Calmness, of course, is not often the defining feature of an agency’s workflow. “A day in the life of someone at an independent agency is all over the place,” says Cortland Fondon, Pathlabs’ chief service officer. “And that’s what makes it exciting.” However, he cautions, “that lack of consistency opens up opportunities for inconsistent delivery, and if you’re not consistent in the digital space at every step along the way, the process can break. Having consistency in the workflow brings more positive outcomes.” It also, adds Pathlabs CEO William Lapointe, “frees up time to do more strategic work, to do the right things and not just check the boxes.”
Distributing the Workflow
Workflow consistency, notes Burn, helps an agency avoid the “roller coaster ride” in which an agency is facing constant “pickups and putdowns. That’s when you start to work on something and you focus your mind on that and then, bam, there’s a challenge in another area that you have to focus on.” The way to overcome that, Burn says, “is by distributing the workflow more evenly, so you can spend some time concentrating on strategy and planning, then transforming the job to execution, then concentrating on measuring and analysis and drawing on those learnings, and then shifting to execution without having to try to flow freely between all of those modalities simultaneously.”

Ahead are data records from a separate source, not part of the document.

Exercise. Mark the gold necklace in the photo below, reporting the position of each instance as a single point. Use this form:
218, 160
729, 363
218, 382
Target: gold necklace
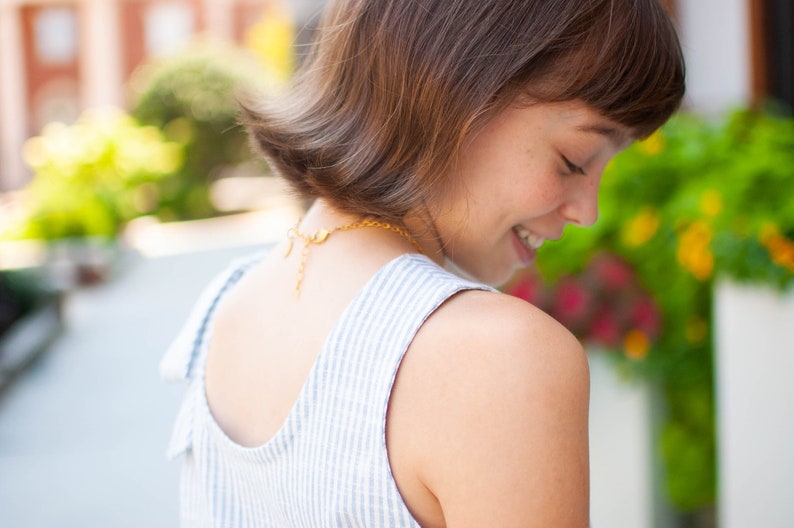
321, 235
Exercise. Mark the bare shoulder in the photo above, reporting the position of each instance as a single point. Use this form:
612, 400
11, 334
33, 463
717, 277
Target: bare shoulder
499, 392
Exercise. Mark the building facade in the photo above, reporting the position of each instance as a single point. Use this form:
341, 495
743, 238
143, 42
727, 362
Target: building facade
59, 57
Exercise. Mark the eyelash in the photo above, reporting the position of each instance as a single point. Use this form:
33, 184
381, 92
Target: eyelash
572, 167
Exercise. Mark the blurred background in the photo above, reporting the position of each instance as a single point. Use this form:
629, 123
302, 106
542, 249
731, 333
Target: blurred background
125, 184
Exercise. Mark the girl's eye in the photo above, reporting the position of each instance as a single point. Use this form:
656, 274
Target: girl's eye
572, 167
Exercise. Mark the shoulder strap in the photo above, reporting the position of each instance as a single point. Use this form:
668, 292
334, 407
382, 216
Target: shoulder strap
181, 357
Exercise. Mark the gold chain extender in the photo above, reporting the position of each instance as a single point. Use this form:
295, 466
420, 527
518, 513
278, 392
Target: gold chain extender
321, 235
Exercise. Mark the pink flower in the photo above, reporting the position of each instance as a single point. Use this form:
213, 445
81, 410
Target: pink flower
572, 301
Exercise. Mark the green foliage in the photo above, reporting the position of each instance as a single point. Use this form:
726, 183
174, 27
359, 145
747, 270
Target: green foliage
191, 96
92, 177
696, 200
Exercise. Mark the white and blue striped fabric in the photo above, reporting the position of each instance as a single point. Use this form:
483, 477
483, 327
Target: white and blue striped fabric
327, 466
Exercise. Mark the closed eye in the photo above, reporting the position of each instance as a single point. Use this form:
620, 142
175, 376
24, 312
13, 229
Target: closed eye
572, 167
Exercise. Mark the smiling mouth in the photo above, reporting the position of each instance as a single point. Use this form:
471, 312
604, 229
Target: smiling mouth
530, 240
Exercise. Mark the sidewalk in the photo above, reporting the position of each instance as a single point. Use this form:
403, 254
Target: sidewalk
84, 431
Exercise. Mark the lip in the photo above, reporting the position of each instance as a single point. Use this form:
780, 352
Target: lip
525, 255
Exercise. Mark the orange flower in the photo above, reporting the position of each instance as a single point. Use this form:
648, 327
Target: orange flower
636, 344
711, 203
653, 144
693, 250
780, 248
641, 228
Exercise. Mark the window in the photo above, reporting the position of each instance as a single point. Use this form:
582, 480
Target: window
55, 35
167, 26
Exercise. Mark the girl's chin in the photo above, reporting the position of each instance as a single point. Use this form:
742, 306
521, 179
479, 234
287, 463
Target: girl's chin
492, 277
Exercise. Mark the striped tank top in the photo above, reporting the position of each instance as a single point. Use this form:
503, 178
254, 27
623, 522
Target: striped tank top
327, 465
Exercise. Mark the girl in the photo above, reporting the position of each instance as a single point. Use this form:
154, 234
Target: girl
364, 372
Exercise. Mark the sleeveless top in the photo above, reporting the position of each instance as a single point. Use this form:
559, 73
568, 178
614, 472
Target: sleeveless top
327, 465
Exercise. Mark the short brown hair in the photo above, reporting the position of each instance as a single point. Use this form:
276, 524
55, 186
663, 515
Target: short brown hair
377, 114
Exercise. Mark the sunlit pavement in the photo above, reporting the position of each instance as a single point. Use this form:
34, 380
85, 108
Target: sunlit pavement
84, 431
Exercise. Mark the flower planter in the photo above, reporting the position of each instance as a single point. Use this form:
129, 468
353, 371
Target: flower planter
621, 448
27, 338
754, 365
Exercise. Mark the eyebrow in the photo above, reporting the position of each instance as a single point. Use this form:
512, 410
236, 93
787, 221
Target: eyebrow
610, 132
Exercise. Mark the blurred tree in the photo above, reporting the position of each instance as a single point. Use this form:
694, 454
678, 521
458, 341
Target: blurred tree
93, 176
191, 96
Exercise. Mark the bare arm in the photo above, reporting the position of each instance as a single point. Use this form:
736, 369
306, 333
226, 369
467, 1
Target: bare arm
502, 417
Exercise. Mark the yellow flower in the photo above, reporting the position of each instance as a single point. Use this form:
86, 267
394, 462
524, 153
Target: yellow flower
636, 344
711, 203
641, 228
653, 144
693, 250
272, 38
696, 330
780, 248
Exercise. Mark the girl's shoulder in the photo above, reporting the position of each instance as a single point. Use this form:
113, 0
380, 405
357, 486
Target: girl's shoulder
499, 391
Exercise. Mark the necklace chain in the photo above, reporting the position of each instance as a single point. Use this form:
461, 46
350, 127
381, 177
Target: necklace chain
321, 235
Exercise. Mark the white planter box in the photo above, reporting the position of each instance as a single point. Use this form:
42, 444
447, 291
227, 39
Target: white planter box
754, 368
621, 449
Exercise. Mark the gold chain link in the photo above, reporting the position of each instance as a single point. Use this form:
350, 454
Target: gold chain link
321, 235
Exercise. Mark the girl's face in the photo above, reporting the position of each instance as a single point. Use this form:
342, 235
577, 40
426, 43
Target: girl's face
530, 171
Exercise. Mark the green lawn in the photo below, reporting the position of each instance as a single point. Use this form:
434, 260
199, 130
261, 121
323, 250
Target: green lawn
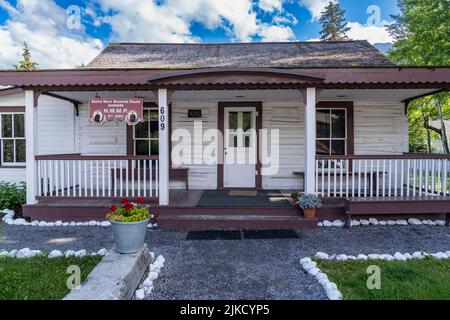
400, 280
39, 278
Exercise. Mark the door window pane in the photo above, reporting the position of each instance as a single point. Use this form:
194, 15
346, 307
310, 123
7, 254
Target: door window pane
8, 151
338, 124
338, 147
20, 150
142, 148
323, 123
323, 147
7, 125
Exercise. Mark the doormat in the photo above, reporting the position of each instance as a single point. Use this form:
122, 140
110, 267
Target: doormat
243, 193
214, 235
270, 234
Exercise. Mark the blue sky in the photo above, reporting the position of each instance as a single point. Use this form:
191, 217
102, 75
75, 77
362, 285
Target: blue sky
66, 33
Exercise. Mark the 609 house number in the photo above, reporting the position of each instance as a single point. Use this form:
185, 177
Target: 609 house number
230, 310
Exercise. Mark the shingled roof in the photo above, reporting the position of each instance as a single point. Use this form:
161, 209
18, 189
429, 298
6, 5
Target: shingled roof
342, 54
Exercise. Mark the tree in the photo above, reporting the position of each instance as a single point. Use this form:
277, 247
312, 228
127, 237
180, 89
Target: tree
334, 25
26, 64
421, 33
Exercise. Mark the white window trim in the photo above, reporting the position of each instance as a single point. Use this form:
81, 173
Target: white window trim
14, 139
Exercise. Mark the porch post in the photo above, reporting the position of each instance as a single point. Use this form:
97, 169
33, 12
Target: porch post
163, 117
31, 145
310, 139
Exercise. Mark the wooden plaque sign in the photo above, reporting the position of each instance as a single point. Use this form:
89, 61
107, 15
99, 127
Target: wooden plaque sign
130, 110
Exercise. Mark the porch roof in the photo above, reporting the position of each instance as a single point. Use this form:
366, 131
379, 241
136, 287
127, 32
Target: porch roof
229, 78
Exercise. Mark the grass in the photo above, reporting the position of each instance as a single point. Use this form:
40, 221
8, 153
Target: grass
40, 278
427, 279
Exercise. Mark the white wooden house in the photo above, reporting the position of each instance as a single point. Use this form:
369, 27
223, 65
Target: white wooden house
332, 117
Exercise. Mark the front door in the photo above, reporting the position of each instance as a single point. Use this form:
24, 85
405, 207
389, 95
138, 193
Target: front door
239, 147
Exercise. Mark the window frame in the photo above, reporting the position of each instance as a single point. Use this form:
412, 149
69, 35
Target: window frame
12, 111
349, 124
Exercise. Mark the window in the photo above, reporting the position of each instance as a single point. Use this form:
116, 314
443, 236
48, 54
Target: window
146, 134
12, 138
331, 131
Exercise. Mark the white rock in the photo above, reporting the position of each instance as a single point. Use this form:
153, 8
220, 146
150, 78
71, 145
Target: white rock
327, 223
306, 259
364, 222
407, 256
55, 254
12, 253
399, 256
102, 252
23, 253
355, 223
439, 255
414, 222
140, 294
69, 253
338, 223
322, 255
401, 222
314, 271
80, 253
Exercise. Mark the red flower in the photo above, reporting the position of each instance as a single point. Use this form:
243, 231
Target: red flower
140, 200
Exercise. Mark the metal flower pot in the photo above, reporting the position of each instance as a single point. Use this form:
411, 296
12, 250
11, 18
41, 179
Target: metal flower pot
129, 237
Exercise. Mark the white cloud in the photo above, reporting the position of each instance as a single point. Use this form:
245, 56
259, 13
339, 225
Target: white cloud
373, 34
270, 5
276, 33
43, 26
316, 7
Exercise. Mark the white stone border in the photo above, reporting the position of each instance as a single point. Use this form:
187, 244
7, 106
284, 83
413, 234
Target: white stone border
8, 219
146, 287
331, 288
376, 222
28, 253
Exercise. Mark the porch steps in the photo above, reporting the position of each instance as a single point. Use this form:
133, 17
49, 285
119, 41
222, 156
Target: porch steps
234, 218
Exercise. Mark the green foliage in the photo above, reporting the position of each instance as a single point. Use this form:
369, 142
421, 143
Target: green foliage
27, 64
12, 196
400, 280
334, 25
307, 201
422, 33
40, 278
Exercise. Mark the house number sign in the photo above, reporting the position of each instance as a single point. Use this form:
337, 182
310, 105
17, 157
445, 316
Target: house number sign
130, 110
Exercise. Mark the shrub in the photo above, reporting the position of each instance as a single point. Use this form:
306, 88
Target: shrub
12, 196
129, 212
307, 201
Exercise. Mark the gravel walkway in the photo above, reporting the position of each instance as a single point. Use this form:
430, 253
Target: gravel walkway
237, 269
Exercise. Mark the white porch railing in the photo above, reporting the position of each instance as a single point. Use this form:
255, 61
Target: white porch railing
77, 176
383, 175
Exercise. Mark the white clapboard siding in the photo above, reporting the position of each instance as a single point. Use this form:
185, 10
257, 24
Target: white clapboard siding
287, 117
201, 175
379, 128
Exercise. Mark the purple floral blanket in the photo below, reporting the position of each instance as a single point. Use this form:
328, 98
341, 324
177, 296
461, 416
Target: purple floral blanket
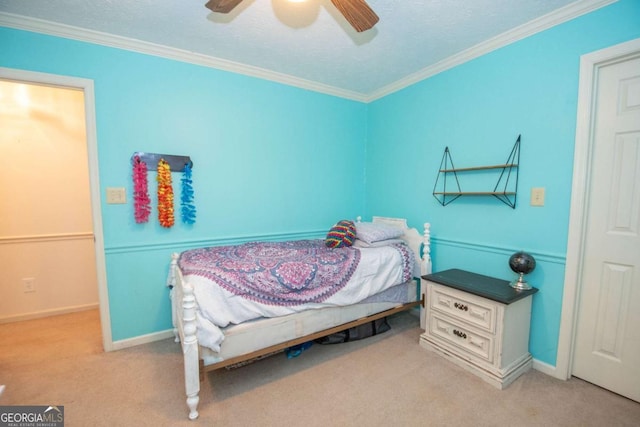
275, 273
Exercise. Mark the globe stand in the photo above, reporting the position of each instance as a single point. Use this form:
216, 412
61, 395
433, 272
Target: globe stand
521, 263
520, 284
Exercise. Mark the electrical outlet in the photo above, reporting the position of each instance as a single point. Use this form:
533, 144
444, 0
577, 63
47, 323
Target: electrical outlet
29, 284
116, 195
537, 196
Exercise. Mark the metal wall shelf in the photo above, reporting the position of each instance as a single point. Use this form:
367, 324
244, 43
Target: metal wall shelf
506, 187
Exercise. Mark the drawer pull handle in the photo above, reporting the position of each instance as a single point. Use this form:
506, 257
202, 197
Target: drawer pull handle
460, 306
460, 334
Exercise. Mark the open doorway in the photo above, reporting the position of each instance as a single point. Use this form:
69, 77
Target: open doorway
52, 200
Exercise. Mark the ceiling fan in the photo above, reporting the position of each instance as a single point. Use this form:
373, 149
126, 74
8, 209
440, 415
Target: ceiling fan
357, 12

Ly Tran, founder of Austin-based Stiletto Collective, likens the collaborative workflow consistency her agency has achieved through its partnership with Pathlabs to making music. “I think we’re pretty good,” she says, “about knowing where Pathlabs shines and where they can be an extension of our team, knowing which levers to pull in our cooperative.” Stiletto, she suggests “could be Beyonce, but we could also be Destiny’s Child, and we could have collaborations with other artists. We are our own music label, and we’re happy to do other EPs and albums and one-off songs with other partners.”
For Vergara, when it comes to designing workflow that advances the interests of 25 to 30 different clients, balancing hundreds of different tasks, all at the same time, it’s Pathlabs that helps Cayenne keep the beat. “I don’t have a concern of not having control over who my team is,” she says. “Yes, their tech is great, their research is great, but it’s the knowledgeable, professional, capable people who make them stick—and who bring predictability” to every aspect of the work.